What was advertised in a colonial American newspaper 250 years ago today?
“Given away GRATIS … ROBERT BELL’S SALE CATALOGUE of a COLLECTION of NEW AND OLD BOOKS.”
Robert Bell became one of the most prominent and influential American booksellers and publishers of the late eighteenth century, in part due to his flamboyant personality and flair for marketing. He disseminated advertising in the same formats as other booksellers and publishers – newspaper notices, book catalogs, handbills, broadsides – yet introduced innovations intended to engage and entice consumers.
Such was the case in an advertisement that Bell placed in the September 8, 1773, edition of the Pennsylvania Journal. If they included a headline at all (other than their names), most advertisers used a stark description of their wares, such as “BOOKS” or “PORT WINE.” Bell, on the other hand, devised a headline that both described and addressed prospective customers: “The CURIOUS IN BOOKS.” In other advertisements, his headlines addressed “THE SONS OF SCIENCE IN AMERICA” and “THE AMERICAN WORLD” and “those who possess a PUBLIC SPIRIT.” In other advertisements, his headlines made dramatic pronouncements, such as “HISTORY” and “LITERATURE” and “XENOPHONTICK BANQUET.” Bell often crafted a headline intended to distinguish his advertisements from others.
He invited “The CURIOUS” to note that “This Day is Published and given away GRATIS, to all who are pleased to call or send for it, ROBERT BELL’S SALE CATALOGUE Of a COLLECTION of NEW AND OLD BOOKS.” Those who desired a copy had the option of visiting the shop or, for their convenience, Bell had catalogs delivered to those who requested them. He emphasized the many choices available, declaring that the catalog listed “above FIFTEEN HUNDRED VOLUMES” and then further elaborating the selection included “a number of elegant and uncommon BOOKS, very scare and rarely to be met with.” That was because many of them were secondhand books from “the LIBRARY of a Gentleman who lately left this Country.” That meant customers had access to rare volumes not widely available in the colonial marketplace. It also implied scarcity, just one copy of many of the books in the catalog, so prospective customers needed to purchase books that interested them quickly.

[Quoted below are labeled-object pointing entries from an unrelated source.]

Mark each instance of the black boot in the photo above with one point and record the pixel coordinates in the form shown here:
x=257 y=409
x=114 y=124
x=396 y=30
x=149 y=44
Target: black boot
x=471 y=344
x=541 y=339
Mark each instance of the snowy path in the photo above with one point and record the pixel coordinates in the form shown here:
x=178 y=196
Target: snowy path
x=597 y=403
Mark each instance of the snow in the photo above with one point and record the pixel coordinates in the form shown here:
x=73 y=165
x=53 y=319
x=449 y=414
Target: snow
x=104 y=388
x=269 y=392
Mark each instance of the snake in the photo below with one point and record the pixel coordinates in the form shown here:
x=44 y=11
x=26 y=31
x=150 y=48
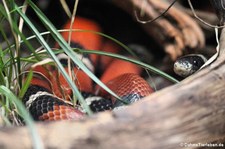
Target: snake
x=49 y=97
x=189 y=64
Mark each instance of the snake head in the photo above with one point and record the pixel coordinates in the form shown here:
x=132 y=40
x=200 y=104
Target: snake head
x=189 y=64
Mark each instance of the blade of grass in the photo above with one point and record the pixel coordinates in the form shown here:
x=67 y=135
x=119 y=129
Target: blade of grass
x=25 y=85
x=59 y=65
x=67 y=49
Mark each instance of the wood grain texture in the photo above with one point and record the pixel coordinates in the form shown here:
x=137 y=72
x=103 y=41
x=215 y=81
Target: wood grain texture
x=191 y=111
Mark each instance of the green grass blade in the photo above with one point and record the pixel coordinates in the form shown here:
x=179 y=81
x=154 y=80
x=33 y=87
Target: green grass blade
x=25 y=85
x=67 y=49
x=59 y=65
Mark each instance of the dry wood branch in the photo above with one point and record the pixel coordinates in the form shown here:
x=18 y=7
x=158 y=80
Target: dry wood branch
x=189 y=112
x=175 y=31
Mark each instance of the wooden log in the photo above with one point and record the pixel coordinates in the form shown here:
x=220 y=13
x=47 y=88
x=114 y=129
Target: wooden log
x=191 y=111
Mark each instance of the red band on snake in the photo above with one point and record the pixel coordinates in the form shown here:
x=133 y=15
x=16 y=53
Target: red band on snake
x=48 y=95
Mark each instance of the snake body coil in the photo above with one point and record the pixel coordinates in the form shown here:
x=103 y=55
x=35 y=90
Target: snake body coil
x=49 y=96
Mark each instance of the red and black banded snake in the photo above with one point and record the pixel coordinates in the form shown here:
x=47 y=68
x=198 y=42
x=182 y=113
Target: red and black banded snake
x=48 y=93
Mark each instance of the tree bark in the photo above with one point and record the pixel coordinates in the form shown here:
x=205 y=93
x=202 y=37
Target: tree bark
x=191 y=111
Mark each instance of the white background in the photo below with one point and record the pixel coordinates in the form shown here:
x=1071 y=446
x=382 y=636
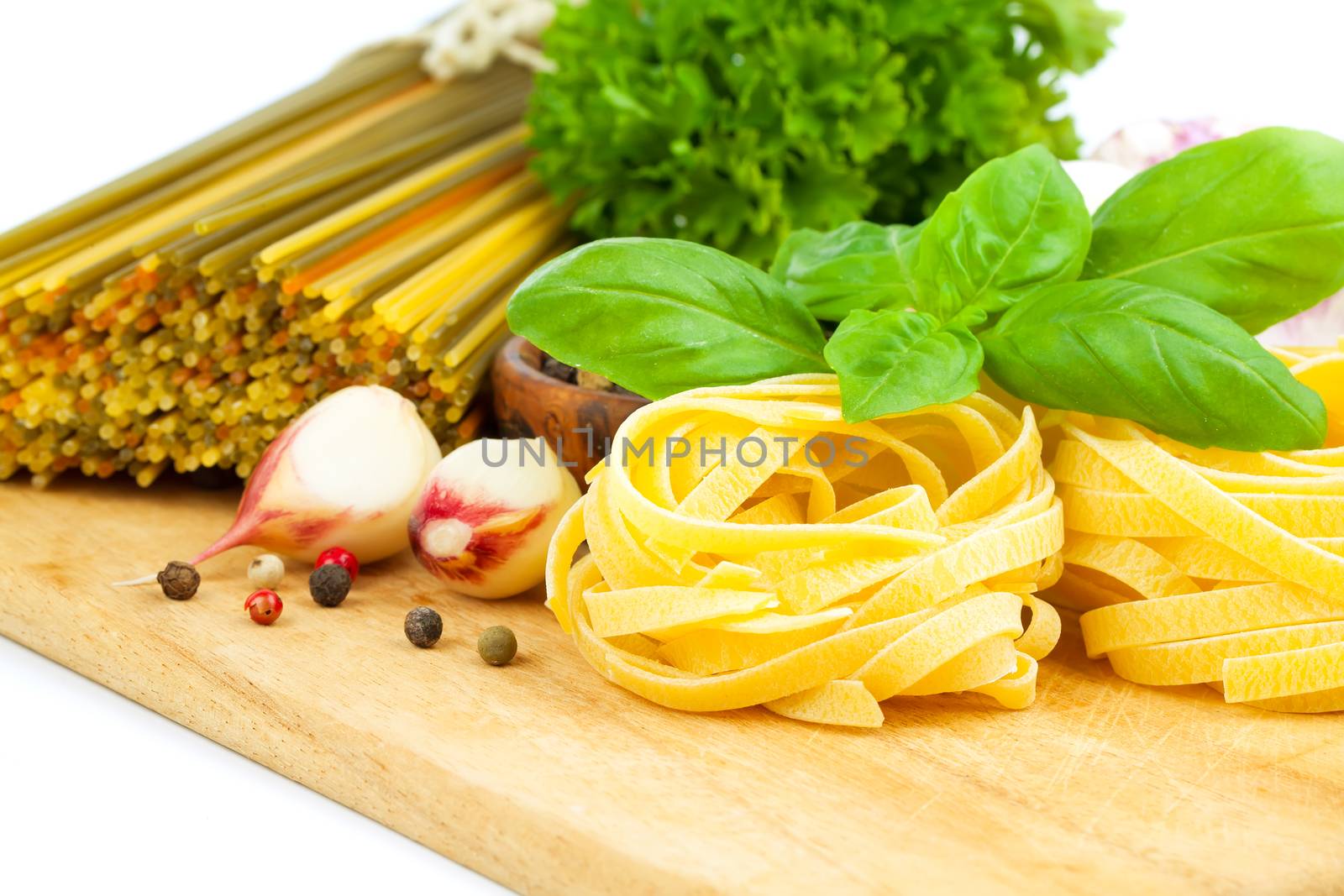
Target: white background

To encourage “The CURIOUS” to take action, Bell listed more than just the authors and titles of the books in his catalog. Every entry included “the lowest Price fixed to each Book” so consumers could make their own assessments about whether they could afford the books and how much they valued them. Presenting prospective customers with prices also helped them imagine completing transactions and adding books to their own libraries. Although they had to pay for any purchases, Bell distributed the catalogs to “The CURIOUS” for free as a means of getting them started on those imaginative journeys that the bookseller hoped would culminate in sales. Bell combined a lively advertisement and free catalog into an innovative marketing campaign that set him apart from most other booksellers of the period.